From Tura to the Kwala Mtoni is seventeen and a half miles, a distance which, however easy it may be traversed once a fortnight, assumes a prodigious length when one has to travel it almost every other day, at least, so my pagazis, soldiers, and followers found it, and their murmurs were very loud when I ordered the signal to be sounded on the march. Abdul Kader, the tailor who had attached himself to me, as a man ready-handed at all things, from mending a pair of pants, making a delicate entremets, or shooting an elephant, but whom the interior proved to be the weakliest of the weakly, unfit for anything except eating and drinking—-almost succumbed on this march.

Long ago the little stock of goods which Abdul had brought from Zanzibar folded in a pocket-handkerchief, and with which he was about to buy ivory and slaves, and make his fortune in the famed land of Unyamwezi, had disappeared with the great eminent hopes he had built on them, like those of Alnaschar the unfortunate owner of crockery in the Arabian tale. He came to me as we prepared for the march, with a most dolorous tale about his approaching death, which he felt in his bones, and weary back: his legs would barely hold him up; in short, he had utterly collapsed—would I take mercy on him, and let him depart? The cause of this extraordinary request, so unlike the spirit with which he had left Zanzibar, eager to possess the ivory and slaves of Unyamwezi, was that on the last long march, two of my donkeys being dead, I had ordered that the two saddles which they had carried should be Abdul Kader's load to Unyanyembe. The weight of the saddles was 16 lbs., as the spring balance-scale indicated, yet Abdul Kader became weary of life, as, he counted the long marches that intervened between the mtoni and Unyanyembe. On the ground he fell prone, to kiss my feet, begging me in the name of God to permit him to depart.

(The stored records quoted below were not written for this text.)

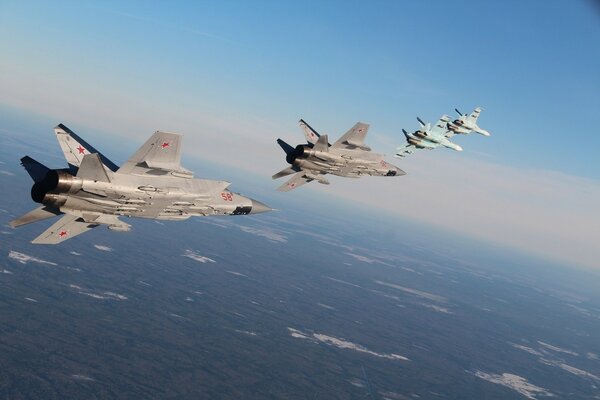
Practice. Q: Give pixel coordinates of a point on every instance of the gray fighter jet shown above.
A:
(94, 191)
(467, 123)
(347, 157)
(428, 137)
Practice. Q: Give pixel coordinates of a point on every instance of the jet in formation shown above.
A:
(94, 191)
(428, 137)
(347, 157)
(466, 124)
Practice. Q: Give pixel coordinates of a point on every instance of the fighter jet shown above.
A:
(347, 157)
(428, 137)
(94, 191)
(467, 123)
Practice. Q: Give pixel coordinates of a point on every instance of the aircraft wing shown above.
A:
(65, 228)
(160, 153)
(474, 115)
(441, 127)
(405, 150)
(297, 180)
(354, 138)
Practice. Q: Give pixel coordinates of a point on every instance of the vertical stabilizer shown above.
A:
(75, 148)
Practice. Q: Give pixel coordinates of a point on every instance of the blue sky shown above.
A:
(232, 76)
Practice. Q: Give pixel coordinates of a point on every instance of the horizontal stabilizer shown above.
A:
(39, 214)
(65, 228)
(35, 169)
(297, 180)
(91, 168)
(284, 172)
(321, 144)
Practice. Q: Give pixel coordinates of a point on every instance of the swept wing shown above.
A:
(297, 180)
(65, 228)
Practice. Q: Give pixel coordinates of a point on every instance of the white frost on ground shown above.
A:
(80, 377)
(527, 349)
(98, 295)
(362, 258)
(557, 349)
(343, 282)
(249, 333)
(419, 293)
(266, 233)
(515, 382)
(434, 307)
(236, 273)
(326, 306)
(24, 258)
(102, 248)
(197, 257)
(342, 344)
(570, 369)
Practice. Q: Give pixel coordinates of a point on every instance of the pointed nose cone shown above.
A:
(258, 207)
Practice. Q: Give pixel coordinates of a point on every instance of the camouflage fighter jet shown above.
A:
(428, 137)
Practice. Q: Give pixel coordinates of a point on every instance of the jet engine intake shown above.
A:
(48, 190)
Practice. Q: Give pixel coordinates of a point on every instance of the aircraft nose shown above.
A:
(258, 207)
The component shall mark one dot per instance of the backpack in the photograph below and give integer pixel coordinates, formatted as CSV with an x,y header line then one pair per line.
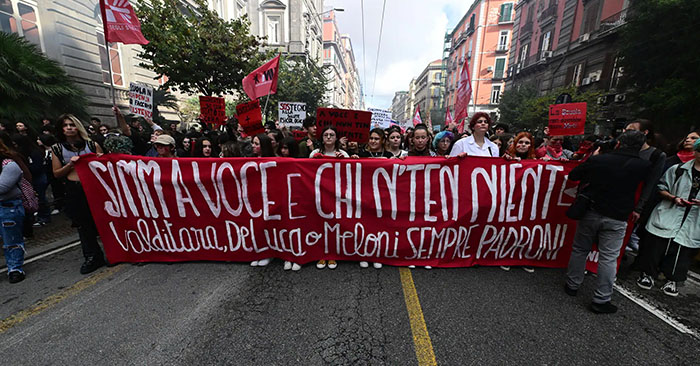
x,y
30,200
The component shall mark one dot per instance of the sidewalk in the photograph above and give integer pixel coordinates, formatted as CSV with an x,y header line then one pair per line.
x,y
56,234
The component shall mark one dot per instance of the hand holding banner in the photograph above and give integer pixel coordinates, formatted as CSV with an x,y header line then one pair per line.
x,y
352,124
212,110
567,119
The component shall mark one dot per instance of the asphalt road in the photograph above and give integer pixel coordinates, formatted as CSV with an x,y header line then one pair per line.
x,y
227,313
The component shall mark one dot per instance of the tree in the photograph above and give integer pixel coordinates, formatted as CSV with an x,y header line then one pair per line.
x,y
523,109
197,50
33,86
661,61
299,81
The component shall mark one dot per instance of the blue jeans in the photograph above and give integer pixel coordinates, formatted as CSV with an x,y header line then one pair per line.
x,y
609,234
11,221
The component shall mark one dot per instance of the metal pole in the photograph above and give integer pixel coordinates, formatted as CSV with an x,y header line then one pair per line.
x,y
109,63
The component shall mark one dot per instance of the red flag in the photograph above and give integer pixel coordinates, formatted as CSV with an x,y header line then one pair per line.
x,y
263,80
464,93
120,22
416,118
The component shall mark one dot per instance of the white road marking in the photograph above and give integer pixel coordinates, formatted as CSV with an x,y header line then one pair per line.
x,y
661,314
49,253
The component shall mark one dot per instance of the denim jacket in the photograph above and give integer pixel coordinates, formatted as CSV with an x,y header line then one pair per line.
x,y
665,220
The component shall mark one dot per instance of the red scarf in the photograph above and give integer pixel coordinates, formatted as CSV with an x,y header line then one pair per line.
x,y
686,155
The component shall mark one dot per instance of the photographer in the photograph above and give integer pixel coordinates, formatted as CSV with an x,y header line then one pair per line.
x,y
610,180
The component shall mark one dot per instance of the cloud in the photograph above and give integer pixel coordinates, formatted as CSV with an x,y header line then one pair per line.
x,y
412,37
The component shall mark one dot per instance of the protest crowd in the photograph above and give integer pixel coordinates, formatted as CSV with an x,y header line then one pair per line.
x,y
667,227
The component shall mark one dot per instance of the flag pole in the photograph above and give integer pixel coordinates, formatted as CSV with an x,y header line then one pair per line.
x,y
109,63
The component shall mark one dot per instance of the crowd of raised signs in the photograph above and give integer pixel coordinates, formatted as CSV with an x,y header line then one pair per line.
x,y
666,215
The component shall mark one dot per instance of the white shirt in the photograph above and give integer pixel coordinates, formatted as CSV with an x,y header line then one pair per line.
x,y
469,146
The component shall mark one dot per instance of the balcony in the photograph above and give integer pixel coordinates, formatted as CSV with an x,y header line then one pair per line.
x,y
547,16
613,22
526,30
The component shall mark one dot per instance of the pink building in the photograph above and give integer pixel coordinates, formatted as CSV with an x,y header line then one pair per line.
x,y
483,40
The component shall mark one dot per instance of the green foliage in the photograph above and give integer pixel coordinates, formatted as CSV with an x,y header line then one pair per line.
x,y
33,86
197,50
523,109
299,81
661,61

As I had had some experience of Hindoos, Malabarese, and coolies in Abyssinia, I knew exactly how to deal with a case like this. Unhesitatingly I granted the request as soon as asked, for as much tired as Abdul Kader said he was of life, I was with Abdul Kader's worthlessness. But the Hindi did not want to be left in the jungle, he said, but, after arriving in Unyanyembe. "Oh," said I, "then you must reach Unyanyembe first; in the meanwhile you will carry those saddles there for the food which you must eat."

As the march to Rubuga was eighteen and three-quarter miles, the pagazis walked fast and long without resting.

Rubuga, in the days of Burton, according to his book, was a prosperous district. Even when we passed, the evidences of wealth and prosperity which it possessed formerly, were plain enough in the wide extent of its grain fields, which stretched to the right and left of the Unyanyembe road for many a mile. But they were only evidences of what once were numerous villages, a well-cultivated and populous district, rich in herds of cattle and stores of grain. All the villages are burnt down, the people have been driven north three or four days from Rubuga, the cattle were taken by force, the grain fields were left standing, to be overgrown with jungle and rank weeds. We passed village after village that had been burnt, and were mere blackened heaps of charred timber and smoked clay; field after field of grain ripe years ago was yet standing in the midst of a crop of gums and thorns, mimosa and kolquall.

We arrived at the village, occupied by about sixty Wangwana, who have settled here to make a living by buying and selling ivory. Food is provided for them in the deserted fields of the people of Rubuga. We were very tired and heated from the long march, but the pagazis had all arrived by 3 p.m.

At the Wangwana village we met Amer bin Sultan, the very type of an old Arab sheikh, such as we read of in books, with a snowy beard, and a clean reverend face, who was returning to Zanzibar after a ten years' residence in Unyanyembe. He presented me with a goat; and a goatskin full of rice; a most acceptable gift in a place where a goat costs five cloths.

After a day's halt at Rubuga, during which I despatched soldiers to notify Sheikh Sayd bin Salim and Sheikh bin Nasib, the two chief dignitaries of Unyanyembe, of my coming, on the 21st of June we resumed the march for Kigwa, distant five hours. The road ran through another forest similar to that which separated Tura from Rubuga, the country rapidly sloping as we proceeded westward. Kigwa we found to have been visited by the same vengeance which rendered Rubuga such a waste.

The next day, after a three and a half hours' rapid march, we crossed the mtoni—which was no mtoni—separating Kigwa from Unyanyembe district, and after a short halt to quench our thirst, in three and a half hours more arrived at Shiza. It was a most delightful march, though a long one, for its picturesqueness of scenery which every few minutes was revealed, and the proofs we everywhere saw of the peaceable and industrious disposition of the people. A short half hour from Shiza we beheld the undulating plain wherein the Arabs have chosen to situate the central depot which commands such wide and extensive field of trade. The lowing of cattle and the bleating of the goats and sheep were everywhere heard, giving the country a happy, pastoral aspect.

The Sultan of Shiza desired me to celebrate my arrival in Unyanyembe, with a five-gallon jar of pombe, which he brought for that purpose.